You must have noticed by now, that I am not very active man. In order to avoid doing most of the work and spending more time analyzing. I have been looking for automatic tools. like my previous article about AutoML. if you haven’t had the chance to read it, you can check it out here and now here is my guide to Exploratory Data Analysis.
What is Exploratory Data Analysis (EDA)?
Exploratory Data Analysis is listed as an important step in most methodologies for data analysis
(Biecek, 2019; Grolemund and Wickham, 2019).
One of the most popular methodologies, the CRISP-DM
(Wirth, 2000), lists the following phases of a data mining project:
- Business understanding.
- Data understanding.
- Data preparation.
Exploratory Data Analysis or EDA for short is the technique of reviewing the datasets to get some idea of the data. It covers the second step in the list. Its main purpose is to get knowledge about the components of the data and see any patterns that might already exist in data.
Last year, I was working with a dataset that had around 700,000 records and some 50 odd columns. For me, it was quite a big dataset. I know people have seen much bigger datasets. So in order to get some sense what the data is? I had to do some initial investigation. One way of doing so it to go ahead and run the tests for data like calculate mean, median & mode. run some plots to visualize the frequencies and get some insights, create a word cloud (like the one above) to see most used word etc.

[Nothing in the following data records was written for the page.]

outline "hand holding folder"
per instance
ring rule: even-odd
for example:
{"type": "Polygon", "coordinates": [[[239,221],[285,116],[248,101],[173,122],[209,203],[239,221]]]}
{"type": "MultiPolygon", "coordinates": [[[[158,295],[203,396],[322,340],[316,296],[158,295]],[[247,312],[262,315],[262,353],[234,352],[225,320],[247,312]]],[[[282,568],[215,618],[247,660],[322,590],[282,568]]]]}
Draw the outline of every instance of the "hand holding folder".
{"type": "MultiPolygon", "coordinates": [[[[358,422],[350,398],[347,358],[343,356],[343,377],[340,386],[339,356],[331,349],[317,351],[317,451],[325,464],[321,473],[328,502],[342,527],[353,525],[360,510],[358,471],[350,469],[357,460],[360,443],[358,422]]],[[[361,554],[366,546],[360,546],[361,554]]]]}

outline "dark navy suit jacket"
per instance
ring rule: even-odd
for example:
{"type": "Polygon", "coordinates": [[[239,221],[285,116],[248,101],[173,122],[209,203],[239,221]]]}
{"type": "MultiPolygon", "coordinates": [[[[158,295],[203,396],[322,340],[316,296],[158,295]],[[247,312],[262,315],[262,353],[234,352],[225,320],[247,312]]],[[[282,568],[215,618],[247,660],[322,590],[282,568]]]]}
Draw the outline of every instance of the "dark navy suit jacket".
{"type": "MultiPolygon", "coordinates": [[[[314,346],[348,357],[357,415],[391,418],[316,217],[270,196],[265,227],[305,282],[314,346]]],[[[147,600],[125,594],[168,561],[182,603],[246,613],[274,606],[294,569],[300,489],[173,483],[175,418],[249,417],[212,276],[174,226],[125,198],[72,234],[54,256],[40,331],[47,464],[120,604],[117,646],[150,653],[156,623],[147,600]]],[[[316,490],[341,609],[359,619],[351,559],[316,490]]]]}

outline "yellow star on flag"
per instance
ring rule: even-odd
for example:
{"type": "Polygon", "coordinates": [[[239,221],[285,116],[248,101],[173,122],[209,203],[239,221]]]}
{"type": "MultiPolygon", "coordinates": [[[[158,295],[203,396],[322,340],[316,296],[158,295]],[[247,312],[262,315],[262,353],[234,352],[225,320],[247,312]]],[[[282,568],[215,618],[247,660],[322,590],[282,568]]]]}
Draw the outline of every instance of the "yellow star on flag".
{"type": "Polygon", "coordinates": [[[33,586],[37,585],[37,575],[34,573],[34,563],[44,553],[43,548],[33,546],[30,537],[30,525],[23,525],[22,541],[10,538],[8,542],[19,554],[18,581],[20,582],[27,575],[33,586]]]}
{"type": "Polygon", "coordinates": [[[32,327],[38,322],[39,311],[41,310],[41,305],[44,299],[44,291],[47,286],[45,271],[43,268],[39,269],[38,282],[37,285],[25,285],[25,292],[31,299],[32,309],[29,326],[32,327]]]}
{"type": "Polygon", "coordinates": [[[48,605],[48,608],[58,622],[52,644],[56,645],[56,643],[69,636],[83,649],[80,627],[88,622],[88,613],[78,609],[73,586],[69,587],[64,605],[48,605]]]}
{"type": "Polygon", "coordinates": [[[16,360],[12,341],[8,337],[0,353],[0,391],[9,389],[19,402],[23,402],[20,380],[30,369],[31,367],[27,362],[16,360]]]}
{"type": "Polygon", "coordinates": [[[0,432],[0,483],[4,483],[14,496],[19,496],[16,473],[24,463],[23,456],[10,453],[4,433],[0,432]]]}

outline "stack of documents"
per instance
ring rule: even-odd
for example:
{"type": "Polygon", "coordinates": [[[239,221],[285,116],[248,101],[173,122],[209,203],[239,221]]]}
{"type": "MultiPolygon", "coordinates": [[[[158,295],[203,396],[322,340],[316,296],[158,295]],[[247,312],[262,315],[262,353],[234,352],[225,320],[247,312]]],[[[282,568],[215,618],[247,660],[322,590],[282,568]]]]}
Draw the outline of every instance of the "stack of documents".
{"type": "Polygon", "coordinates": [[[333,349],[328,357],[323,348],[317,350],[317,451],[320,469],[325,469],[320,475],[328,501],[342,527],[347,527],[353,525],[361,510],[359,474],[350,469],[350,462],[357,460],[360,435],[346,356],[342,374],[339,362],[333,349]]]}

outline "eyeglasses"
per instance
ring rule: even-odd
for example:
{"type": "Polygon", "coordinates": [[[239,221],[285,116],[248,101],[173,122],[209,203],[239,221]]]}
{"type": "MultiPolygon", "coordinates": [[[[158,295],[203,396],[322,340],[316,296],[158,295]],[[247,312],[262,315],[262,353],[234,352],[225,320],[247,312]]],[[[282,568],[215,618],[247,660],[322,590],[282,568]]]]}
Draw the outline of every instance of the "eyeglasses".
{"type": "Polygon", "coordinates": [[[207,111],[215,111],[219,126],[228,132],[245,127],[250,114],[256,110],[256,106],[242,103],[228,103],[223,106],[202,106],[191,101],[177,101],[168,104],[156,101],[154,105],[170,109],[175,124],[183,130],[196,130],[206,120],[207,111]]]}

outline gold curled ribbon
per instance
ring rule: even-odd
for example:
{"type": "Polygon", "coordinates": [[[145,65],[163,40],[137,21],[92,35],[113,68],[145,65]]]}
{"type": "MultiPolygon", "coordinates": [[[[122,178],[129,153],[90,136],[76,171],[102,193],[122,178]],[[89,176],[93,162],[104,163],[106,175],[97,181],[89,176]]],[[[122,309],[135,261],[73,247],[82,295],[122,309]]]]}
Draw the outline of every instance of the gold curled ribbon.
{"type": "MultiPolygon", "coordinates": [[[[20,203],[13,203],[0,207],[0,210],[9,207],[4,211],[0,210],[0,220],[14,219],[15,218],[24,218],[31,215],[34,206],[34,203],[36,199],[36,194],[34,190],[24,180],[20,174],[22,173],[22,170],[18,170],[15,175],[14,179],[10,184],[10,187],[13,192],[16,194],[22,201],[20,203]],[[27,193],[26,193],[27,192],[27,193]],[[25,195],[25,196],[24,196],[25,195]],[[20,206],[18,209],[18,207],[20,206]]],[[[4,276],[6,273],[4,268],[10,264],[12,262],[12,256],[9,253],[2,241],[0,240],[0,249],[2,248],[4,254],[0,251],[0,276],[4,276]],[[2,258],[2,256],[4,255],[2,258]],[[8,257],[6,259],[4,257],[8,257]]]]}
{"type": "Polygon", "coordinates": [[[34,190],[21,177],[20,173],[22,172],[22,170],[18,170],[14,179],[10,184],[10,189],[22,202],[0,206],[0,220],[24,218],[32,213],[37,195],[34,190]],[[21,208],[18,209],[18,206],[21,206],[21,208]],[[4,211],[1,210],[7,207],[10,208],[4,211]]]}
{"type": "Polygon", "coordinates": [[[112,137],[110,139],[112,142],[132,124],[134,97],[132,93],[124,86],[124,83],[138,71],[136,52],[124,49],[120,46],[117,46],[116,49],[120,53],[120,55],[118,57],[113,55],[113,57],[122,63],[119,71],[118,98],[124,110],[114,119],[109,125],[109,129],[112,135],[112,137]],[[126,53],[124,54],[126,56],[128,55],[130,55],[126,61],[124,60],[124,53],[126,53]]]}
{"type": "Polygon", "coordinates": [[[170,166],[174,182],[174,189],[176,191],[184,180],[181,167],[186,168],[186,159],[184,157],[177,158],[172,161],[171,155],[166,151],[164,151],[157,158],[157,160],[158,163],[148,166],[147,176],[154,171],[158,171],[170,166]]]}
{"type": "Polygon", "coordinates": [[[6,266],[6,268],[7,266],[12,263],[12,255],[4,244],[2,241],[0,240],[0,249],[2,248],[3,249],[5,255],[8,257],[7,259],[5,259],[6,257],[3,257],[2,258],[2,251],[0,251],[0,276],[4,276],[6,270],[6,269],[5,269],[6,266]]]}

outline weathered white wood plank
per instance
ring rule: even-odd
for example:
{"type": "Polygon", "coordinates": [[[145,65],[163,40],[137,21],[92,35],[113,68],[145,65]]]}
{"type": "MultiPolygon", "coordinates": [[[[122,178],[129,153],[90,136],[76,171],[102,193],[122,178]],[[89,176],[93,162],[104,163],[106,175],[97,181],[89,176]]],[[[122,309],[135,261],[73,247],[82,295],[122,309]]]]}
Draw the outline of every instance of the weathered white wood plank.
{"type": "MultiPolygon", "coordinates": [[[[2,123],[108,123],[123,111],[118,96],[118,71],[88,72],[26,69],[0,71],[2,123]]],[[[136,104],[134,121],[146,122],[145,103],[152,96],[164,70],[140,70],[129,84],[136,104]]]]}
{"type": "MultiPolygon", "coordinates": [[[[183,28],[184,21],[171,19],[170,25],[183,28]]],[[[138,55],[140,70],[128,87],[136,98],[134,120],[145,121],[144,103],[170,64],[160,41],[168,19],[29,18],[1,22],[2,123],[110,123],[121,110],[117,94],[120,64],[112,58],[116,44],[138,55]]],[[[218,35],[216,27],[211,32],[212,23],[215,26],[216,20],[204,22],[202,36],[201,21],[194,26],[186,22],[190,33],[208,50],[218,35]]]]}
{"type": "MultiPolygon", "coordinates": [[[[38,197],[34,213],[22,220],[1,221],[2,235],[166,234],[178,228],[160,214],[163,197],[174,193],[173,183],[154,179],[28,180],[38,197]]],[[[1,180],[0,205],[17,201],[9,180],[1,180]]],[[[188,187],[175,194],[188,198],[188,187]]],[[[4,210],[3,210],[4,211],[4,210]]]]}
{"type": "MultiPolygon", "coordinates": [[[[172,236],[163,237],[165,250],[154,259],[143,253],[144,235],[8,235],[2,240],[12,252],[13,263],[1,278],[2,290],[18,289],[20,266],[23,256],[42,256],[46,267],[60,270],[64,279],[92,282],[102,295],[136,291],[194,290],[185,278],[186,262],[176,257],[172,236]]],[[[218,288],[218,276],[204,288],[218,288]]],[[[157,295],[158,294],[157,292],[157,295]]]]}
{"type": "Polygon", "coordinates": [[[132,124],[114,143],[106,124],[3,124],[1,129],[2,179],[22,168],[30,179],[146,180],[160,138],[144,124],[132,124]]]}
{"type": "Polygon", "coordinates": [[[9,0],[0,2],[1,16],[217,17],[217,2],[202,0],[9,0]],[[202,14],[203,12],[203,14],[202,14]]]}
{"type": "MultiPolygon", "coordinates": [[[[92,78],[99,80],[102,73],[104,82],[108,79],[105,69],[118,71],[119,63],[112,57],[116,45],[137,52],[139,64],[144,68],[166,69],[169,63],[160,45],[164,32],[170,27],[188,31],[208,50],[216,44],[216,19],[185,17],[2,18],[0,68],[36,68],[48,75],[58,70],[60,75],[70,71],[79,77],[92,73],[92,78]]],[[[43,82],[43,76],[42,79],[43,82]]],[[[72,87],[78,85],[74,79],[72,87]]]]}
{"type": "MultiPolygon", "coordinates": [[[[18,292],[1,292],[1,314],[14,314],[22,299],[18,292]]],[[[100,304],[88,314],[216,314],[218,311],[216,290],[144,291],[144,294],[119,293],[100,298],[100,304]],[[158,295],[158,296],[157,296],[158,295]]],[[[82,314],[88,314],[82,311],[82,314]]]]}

All these steps are cool and have their very own commands and packages in R and Python, but I was clueless as to what to run? and why? because I knew nothing about the data. Being the lazy person I am. I thought to outsource this task. My obvious choice was the packages that hardworking and intelligent people have been making for lazy people like me. 🙂
I did some research online and found a bunch of packages that can do just the job for me. I got excited and ended up checking all the packages. so here is my list of Packages and how to use them in R.
The arsenal package
The arsenal package is a set of four tools for data exploration:
- . table of descriptive statistics and p-values of associated statistical tests, grouped by levels of a target variable (the so-called Table 1). Such a table can also be created for paired observation, for example longitudinal data (tableby and paired functions),
- comparison of two data frames that can detect shared variables (compare function),
- frequency tables for categorical variables (freqlist function),
- fitting and summarizing simple statistical models (linear regression, Cox model, etc) in tables of estimates, confidence intervals and p-values (modelsum function).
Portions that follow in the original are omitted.